4) Night of a Thousand Stars. The stars were out in full force for this year’s batch of Super Bowl spots. But star power alone didn’t make an ad sparkle. Ads featuring big name celebs like Liam Neeson (53.8) and Drake (49.5) fell flat because they failed to appeal to viewers in any other way. Whereas spots like Kia’s Walken Closet (60.7) and Hyundai’s Ryanville (59) made good use of engaging storylines and humor.

5) Pardon my Fungus. It’s not that we forget that we’re human while watching the biggest sporting and entertainment event of the year. It’s just that we don’t want to be reminded about it while we’re scarfing down chicken wings, pizza and nachos. So why do pharma companies keep trying to reach viewers during the Super Bowl? It’s not that viewers just don’t care about these ads, they make them sick (well, so to speak) as all three ads in this category finished squarely at the bottom (and that’s not an OIC pun). View the Jublia Super Bowl ad ratings results.

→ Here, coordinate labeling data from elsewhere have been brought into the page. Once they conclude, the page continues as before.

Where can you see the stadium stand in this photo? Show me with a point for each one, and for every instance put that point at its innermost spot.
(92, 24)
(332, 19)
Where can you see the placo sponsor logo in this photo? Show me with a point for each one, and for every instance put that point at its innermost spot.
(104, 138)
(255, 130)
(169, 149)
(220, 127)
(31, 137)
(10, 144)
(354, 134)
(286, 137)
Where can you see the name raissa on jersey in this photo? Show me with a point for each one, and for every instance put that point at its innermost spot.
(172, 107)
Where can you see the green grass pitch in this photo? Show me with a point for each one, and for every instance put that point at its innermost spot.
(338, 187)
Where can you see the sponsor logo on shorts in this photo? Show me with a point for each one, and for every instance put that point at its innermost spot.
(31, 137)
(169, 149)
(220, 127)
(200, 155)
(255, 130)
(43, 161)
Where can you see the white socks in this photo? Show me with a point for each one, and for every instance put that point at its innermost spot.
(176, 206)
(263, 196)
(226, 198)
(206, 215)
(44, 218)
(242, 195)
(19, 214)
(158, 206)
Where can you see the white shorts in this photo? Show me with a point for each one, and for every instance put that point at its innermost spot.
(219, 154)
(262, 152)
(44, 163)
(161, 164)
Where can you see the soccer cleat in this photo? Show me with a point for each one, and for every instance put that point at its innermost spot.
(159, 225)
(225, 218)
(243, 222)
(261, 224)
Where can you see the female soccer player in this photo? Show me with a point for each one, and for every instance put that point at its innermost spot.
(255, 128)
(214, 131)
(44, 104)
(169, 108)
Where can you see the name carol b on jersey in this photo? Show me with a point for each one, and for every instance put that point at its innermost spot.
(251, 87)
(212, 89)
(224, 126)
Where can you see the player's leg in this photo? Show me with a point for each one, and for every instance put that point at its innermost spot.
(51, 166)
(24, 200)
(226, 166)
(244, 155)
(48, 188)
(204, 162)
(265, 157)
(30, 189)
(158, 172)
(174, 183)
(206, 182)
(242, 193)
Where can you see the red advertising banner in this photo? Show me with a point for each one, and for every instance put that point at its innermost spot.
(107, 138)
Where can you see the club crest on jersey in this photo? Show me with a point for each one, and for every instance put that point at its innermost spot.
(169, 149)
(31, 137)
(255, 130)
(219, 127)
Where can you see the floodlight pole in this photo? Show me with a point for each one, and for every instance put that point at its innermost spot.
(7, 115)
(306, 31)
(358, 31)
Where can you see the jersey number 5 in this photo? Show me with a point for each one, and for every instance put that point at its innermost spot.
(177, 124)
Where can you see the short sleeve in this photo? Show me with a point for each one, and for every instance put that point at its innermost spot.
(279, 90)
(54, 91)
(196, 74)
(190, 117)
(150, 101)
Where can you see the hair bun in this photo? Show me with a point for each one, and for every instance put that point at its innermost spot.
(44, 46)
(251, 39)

6) Empowerment Outage. Last year, Always made a statement during the Super Bowl with its “Like a Girl” spot that tied to the brand’s ongoing campaign empowering women to overcome gender barriers. The ad was a hit both with men and women viewers (62.5). This year’s empowerment themed entry, MINI USA’s “#DefyLabels” (50.1) didn’t resonate with viewers like last year’s “Like a Girl” ad did. Takeaway here: going the empowerment route alone is not a formula for success. It takes something more… like a compelling story line and a cute kid doesn’t hurt either.

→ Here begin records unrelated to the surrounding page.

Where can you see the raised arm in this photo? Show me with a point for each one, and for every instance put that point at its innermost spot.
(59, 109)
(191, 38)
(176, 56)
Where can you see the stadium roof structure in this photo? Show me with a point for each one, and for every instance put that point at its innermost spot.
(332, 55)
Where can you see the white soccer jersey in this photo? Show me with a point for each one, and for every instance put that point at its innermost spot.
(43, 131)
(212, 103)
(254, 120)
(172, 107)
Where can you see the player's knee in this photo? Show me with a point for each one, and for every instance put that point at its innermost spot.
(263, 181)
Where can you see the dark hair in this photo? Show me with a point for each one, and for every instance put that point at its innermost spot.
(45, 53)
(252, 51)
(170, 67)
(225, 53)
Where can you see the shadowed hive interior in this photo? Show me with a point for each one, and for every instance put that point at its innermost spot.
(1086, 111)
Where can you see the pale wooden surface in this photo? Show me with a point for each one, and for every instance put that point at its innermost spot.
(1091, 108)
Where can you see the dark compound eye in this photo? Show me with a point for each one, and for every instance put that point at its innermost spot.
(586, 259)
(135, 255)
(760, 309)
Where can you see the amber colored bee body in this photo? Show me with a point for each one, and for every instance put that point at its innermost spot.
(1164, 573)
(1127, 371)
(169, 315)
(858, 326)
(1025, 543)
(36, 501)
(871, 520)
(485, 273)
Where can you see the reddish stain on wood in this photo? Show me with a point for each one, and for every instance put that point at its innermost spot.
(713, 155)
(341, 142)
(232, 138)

7) Jeep Tells A Good Story. This is now becoming a thing. Jeep’s Super Bowl ads are truly showstoppers and worthy of their slot right after the halftime show. It’s obvious that Jeep knows how to tell a good story, interlacing stunning visuals with dramatic voice overs and strumming that apple-pie-Americana chord like no other brand. If it was GoDaddy.com doing this, it would never work but it fits Jeep to a T. Both of this year’s Jeep ads received high marks–each earning the top stop for our older age groups. The most like-able ad for Gen X-ers was Jeep’s 4x4ever spot (68) and for Baby Boomers, it was Jeep’s “Portraits” (66). Keep it coming Jeep! View the Jeep Portrait ad ratings results.

8) Weird is Just Weird. Our ratings measure visceral like-ability so if a brand chooses to try to grab some buzz by say, morphing a puppy with a monkey with a baby, well, then viewers are probably not going to know what to make of it and the ratings seem to reflect that. Now, let’s not confuse weird with quirky. Quirky, if done right, can work as we’ve seen in the past with the Radio Shack “The 80’s Called” spot (one of our pleasant surprises of our 2013 ad ratings) and we saw again this year with Avocados from Mexico’s “#AvosInSpace”.

9) Take That to the Bank. You have to question what financial services companies are selling viewers during the Super Bowl cause no one seems to be buying. Advertisers in this category are giving the pharma brands a run for their money in the race to the bottom of our rankings. Quicken Loans, SunTrust Bank and SoFi all swung and missed in our ad ratings and each may have committed the ultimate sin for Super Bowl advertisers–even worse than being bad–being forgettable.

10) The Spectacle Will Continue. The hype… the hoopla… the $5 million price tag… the spectacle around this year’s lot of Super Bowl ads was bigger, better (and in some cases badder) than ever before. This train doesn’t seem to be slowing down anytime soon, so we’ll plan to be back again next year. Hopefully, by that time, our endorphin levels will have returned to normal and puppymonkeybaby will have stopped haunting our dreams.